Em muitos setores, os plásticos são
sistematicamente reutilizados. Mas a reciclagem desse material é baixa. Só nos
Estados Unidos, de 10 milhões a 15 milhões de carros saem de circulação
anualmente. As partes metálicas dos veículos são razoavelmente bem
reaproveitadas, mas, como reconhece um estudo recente, a reutilização dos
plásticos está na sua infância.
O setor mais crítico, nesse sentido, é o das
embalagens plásticas. É aí que se concentra o recém-lançado relatório da
Fundação Ellen MacArthur (The New Plastics Economy – Rethinking the future of
plastics), cuja questão básica é: como permitir que um produto tão útil e ao
mesmo tempo de tão difícil reaproveitamento, uma vez utilizado, seja parte da
economia circular? A resposta vai em três direções: redução no uso de
embalagens plásticas (desde que não sejam comprometidas as funções de
conservação de alimentos e medicamentos que os plásticos hoje propiciam, bem
entendido), melhoria nos sistemas de coleta pública e, sobretudo, muita
pesquisa para que possam ampliar-se as raras iniciativas de destinação dos
plásticos para biocompostagem ou reciclagem.
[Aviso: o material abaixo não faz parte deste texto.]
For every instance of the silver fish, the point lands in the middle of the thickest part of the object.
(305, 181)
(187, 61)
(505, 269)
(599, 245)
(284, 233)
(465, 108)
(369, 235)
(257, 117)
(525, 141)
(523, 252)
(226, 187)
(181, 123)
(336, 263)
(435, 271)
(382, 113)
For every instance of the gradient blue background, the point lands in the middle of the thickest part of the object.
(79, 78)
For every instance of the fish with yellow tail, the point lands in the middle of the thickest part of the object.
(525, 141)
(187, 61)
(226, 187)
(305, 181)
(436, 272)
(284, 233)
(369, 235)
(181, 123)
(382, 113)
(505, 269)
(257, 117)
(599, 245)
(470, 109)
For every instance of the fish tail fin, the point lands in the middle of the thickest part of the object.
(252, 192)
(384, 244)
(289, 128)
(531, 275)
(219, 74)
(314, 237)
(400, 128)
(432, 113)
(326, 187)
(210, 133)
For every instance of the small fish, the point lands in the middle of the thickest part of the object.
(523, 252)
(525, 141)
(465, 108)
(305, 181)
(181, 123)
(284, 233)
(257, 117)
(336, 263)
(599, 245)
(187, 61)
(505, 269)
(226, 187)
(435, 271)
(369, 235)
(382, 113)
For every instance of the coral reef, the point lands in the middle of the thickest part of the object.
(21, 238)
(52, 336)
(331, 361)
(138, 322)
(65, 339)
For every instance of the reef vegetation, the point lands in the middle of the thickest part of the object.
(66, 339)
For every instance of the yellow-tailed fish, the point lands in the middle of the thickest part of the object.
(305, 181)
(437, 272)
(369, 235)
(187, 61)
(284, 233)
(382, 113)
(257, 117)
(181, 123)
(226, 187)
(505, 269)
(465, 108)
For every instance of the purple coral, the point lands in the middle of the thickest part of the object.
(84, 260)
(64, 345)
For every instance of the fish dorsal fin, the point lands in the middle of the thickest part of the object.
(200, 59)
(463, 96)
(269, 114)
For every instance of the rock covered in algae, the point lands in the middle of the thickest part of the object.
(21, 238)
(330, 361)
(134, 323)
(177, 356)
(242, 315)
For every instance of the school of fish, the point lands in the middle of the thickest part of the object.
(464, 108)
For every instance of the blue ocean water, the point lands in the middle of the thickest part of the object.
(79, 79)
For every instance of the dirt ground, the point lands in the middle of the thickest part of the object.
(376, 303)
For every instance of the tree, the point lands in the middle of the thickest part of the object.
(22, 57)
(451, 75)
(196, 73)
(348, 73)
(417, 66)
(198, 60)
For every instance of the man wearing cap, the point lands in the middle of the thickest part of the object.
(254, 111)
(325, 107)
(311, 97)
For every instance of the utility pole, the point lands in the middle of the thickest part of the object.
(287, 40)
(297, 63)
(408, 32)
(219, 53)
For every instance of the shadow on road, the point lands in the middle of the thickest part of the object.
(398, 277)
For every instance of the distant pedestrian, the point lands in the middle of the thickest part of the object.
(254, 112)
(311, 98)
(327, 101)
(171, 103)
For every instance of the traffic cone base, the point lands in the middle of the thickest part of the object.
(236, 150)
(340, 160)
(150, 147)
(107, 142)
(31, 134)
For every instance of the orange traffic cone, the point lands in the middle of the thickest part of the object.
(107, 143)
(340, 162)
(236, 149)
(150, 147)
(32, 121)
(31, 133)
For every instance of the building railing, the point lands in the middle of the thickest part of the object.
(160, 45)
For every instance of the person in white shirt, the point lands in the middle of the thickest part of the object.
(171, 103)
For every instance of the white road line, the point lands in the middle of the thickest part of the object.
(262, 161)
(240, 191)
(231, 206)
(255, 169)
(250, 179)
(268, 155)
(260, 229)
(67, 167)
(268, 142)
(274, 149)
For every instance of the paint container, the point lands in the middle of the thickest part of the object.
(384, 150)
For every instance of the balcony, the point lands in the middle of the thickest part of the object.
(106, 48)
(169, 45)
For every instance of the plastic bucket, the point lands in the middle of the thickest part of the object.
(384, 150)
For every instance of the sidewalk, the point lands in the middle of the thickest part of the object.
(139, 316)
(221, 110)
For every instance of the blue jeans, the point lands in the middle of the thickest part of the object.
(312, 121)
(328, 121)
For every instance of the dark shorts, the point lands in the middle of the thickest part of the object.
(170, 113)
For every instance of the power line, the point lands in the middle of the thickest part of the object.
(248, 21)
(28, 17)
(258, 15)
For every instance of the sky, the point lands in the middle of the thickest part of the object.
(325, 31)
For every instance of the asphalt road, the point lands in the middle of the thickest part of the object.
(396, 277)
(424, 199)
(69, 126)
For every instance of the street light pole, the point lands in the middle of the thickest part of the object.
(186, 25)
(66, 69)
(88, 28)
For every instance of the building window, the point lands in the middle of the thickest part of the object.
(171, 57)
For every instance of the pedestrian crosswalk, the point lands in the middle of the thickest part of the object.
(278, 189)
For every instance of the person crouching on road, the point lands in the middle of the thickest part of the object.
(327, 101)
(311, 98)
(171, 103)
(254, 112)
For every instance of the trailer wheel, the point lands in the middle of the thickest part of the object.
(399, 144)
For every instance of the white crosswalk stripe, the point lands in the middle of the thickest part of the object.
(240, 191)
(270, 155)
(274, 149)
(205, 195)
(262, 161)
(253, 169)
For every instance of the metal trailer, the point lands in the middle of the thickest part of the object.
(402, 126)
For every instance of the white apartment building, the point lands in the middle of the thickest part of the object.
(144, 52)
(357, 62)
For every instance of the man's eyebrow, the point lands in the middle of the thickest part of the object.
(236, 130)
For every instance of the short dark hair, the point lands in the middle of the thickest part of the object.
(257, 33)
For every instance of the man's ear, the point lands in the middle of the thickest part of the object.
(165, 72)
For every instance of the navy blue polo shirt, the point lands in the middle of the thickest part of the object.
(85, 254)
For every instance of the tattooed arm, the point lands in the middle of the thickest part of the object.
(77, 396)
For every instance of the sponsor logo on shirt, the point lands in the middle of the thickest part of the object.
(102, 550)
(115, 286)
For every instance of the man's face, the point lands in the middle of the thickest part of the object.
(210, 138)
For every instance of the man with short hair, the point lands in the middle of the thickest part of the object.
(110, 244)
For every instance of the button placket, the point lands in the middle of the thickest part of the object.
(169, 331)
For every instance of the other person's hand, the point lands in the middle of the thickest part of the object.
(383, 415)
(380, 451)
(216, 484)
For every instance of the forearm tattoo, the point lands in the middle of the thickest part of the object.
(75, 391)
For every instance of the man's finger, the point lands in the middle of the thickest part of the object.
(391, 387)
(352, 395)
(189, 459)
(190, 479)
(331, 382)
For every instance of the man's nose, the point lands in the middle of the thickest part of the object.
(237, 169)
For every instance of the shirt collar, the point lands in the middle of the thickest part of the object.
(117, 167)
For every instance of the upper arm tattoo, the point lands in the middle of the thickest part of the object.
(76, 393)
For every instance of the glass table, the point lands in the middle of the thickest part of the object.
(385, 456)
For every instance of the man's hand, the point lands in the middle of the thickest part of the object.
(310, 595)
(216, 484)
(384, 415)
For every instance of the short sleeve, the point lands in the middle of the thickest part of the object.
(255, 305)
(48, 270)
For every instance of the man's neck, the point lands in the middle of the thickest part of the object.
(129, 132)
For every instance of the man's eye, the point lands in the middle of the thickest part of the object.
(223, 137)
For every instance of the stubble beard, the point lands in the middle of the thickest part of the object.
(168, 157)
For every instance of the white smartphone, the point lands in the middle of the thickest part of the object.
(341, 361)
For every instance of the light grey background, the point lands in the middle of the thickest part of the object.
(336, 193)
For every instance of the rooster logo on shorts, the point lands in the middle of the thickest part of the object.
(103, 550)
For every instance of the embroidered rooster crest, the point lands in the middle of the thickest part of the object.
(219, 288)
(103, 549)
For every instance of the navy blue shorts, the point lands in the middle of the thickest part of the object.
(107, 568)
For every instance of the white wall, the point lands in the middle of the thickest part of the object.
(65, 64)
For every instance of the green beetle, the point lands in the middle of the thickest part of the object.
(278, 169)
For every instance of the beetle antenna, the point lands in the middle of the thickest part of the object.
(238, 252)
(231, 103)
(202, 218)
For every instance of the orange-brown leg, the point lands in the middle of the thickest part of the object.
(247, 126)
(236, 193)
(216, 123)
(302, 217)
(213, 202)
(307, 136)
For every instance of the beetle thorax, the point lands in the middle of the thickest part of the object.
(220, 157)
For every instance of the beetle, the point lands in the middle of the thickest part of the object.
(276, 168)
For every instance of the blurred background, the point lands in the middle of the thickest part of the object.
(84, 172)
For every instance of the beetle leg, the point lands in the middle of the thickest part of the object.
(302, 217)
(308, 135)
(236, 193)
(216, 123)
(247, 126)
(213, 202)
O desperdício é o principal chamariz capaz de
atrair o setor privado para uma “nova economia dos plásticos”. Hoje 95% do
material que compõe os plásticos usados para embalagens (num valor que oscila
entre US$ 80 bilhões e US$ 120 bilhões anualmente) são perdidos após um
primeiro uso. Passados 40 anos do lançamento do símbolo da reciclagem, somente
14% dos plásticos são reciclados. Isso é muito menos que o papel (58%), o ferro
e o aço (70% a 90%).
E essa reciclagem distancia-se dos princípios da
economia circular. Na maior parte das vezes destina-se a produtos que, uma vez
utilizados, só poderão terminar suas vidas úteis em aterros ou incineradores. A
virtuosa reciclagem de embalagens PET no sistema de garrafa a garrafa
(bottle-to-bottle), por exemplo, só beneficia 7% da produção global. Esta é uma
das razões que alarmam especialistas diante da notícia de que hoje há no mundo
mais água vendida em embalagens plásticas do que refrigerantes, conforme um
estudo canadense.
Ao desperdício do não reaproveitamento junta-se a
destruição: no mundo, um terço das embalagens plásticas ou não são coletadas
pelos sistemas públicos de limpeza ou escapam dos caminhões responsáveis por
seu recolhimento, sobretudo nos países em desenvolvimento. Se as empresas (e os
consumidores, claro) tivessem de pagar pelos custos impostos ao meio ambiente
por essa destruição, o valor superaria os lucros globais da indústria do
plástico, segundo estudo publicado pela ONU em 2014.
Mas o maior desafio é o da pesquisa. O relatório da
Fundação Ellen MacArthur mostra que não existem normas internacionais definindo
o que são plásticos compostáveis. Os chamados “plásticos verdes” atuais contam
com biomassa em sua produção (emitindo menos Gases de Efeito Estufa que os
advindos do petróleo), mas nem de longe, em sua esmagadora maioria, são passíveis
de compostagem. Não são materiais “biobenignos”. Experiências de plásticos que,
misturados a restos de alimentos, se decompõem, transformando-se em
fertilizantes, são raríssimas e localizadas, ainda que promissoras, como mostra
o caso da cidade de Milão.
Qualquer tentativa de flerte com as técnicas
anteriores à idade dos plásticos é irrealista e indesejável.
Ao mesmo tempo,
conformar-se com os danos socioambientais de sua crescente produção será cada
vez menos aceito. Limites – como no caso das águas engarrafadas e das sacolas
plásticas –, educação do consumidor e inovação tecnológica são os caminhos para
enfrentar este tão difícil desafio.
* Ricardo Abramovay é Professor Sênior do
Instituto de Energia e Ambiente da USP.